Establishments that will have to abide by the strict temperature limit, however, will include supermarkets, transport hubs such as airports and train stations, shopping malls, public administration buildings and cultural venues.

The decree states that health and safety provisions in the workplace prevail over the plan, which sets a temperature of between 17C and 27C in places where sedentary work is carried out, and between 14C and 25C where light work is carried out.

The Spanish government has calculated that for each degree the thermostat is turned up in summer and down in winter, it will save 7 percent in gas consumption.

Which buildings will go dark?

From Wednesday night, according to the decree only shop windows and public buildings that are closed and empty after 10pm must turn off their lights.

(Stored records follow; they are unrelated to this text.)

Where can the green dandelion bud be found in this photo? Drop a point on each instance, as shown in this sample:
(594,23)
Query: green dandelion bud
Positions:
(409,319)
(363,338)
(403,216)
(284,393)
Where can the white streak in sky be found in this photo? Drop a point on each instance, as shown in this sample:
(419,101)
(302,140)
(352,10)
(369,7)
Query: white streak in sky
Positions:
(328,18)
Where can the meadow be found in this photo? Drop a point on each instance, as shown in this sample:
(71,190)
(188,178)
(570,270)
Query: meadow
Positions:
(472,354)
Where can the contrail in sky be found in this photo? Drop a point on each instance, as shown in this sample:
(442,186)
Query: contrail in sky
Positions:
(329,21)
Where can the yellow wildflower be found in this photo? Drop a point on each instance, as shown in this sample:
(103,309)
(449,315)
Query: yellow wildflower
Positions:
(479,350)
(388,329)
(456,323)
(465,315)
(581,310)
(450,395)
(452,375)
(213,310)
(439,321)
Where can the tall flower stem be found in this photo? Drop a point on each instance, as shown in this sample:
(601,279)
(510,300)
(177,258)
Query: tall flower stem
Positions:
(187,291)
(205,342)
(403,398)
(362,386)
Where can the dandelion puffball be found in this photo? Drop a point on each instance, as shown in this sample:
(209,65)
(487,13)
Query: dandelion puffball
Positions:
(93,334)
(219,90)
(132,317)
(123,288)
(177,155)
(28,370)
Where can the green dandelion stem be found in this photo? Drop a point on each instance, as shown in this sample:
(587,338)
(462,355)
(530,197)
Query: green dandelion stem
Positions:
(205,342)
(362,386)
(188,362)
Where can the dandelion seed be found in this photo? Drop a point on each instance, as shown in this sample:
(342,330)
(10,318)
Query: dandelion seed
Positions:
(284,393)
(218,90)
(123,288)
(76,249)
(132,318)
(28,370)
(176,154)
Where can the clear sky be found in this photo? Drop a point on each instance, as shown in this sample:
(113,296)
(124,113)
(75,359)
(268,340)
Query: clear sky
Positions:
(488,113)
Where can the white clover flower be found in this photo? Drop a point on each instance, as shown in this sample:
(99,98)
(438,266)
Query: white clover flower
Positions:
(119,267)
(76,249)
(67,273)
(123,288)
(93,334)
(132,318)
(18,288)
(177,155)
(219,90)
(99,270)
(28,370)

If they are open past this time, the lights can stay on.

The restriction does not apply to illuminated monuments, signs or billboards, meaning that icons such as Barcelona’s Sagrada Família, Madrid’s Cibeles Fountain and Seville’s La Giralda will stay lit past 10pm.

The rules will also not affect street lighting, so streets will remain well-lit to avoid safety concerns.

“The new measures will apply to buildings. The rules do not apply to exterior lighting, either street lighting, or lighting for ornamental reasons in places other than buildings,” Ribera pointed out last week.

The aim of the plan is to increase energy saving and efficiency, cut costs, encourage a move to more sustainable fuels and renewable energy, amid climate change and a volatile energy market caused by Russia’s invasion of Ukraine.